What can the U.S. can do to institutionalize a stronger relationship with the European Union? The major European states themselves have a fondness for relating to the U.S. bilaterally when it suits them, so the under-exploitation of this institution is not only the fault of the U.S. In some sense, the U.S. must discipline itself and discipline the Europeans. For too long the U.S. ambassador to the European Union has taken a distant back seat to the U.S. ambassador to NATO. This has to stop, but it won’t without effort. One constraint that might help is that the U.S ambassador to NATO and to the EU should be the same person. NATO headquarters is not far from the EU’s headquarters in Brussels. The deputy chiefs of mission could handle day-to-day relations with each institution, though these positions demand the most experienced veterans of the Foreign Service. A single ambassador would handle strategic relations with Europe, both security relations narrowly defined, and the geo-economic relations that are growing in importance.

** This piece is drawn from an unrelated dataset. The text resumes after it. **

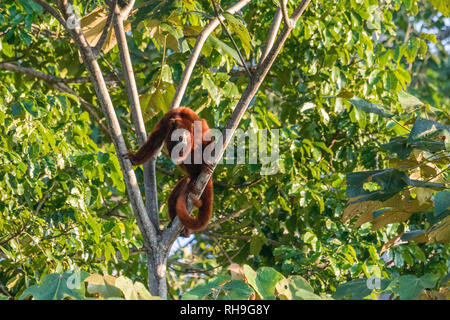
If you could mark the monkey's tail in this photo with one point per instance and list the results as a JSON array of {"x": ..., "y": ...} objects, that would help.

The Biden Administration is staffed with security policy experts who spent the early part of their careers in the Uni-polar moment. Their lodestar is the “U.S. led liberal world order.” The distribution of raw power in the world is no longer uni-polar. The “liberal world order” is at best a “liberal coalition” within a much more competitive and familiar balance of power system. These experts need to change their frame, and return to a more traditional view of alliances as tools of power, rather than building blocks for a permanently transformed world.
Prof Barry R. Posen
Massachusetts Institute of Technology (United States)
 I attribute this to Richard M. Nixon, though I cannot find a source.
 Here I argue from the standpoint of reform; in other work I have advocated more revolutionary changes in the Transatlantic Alliance.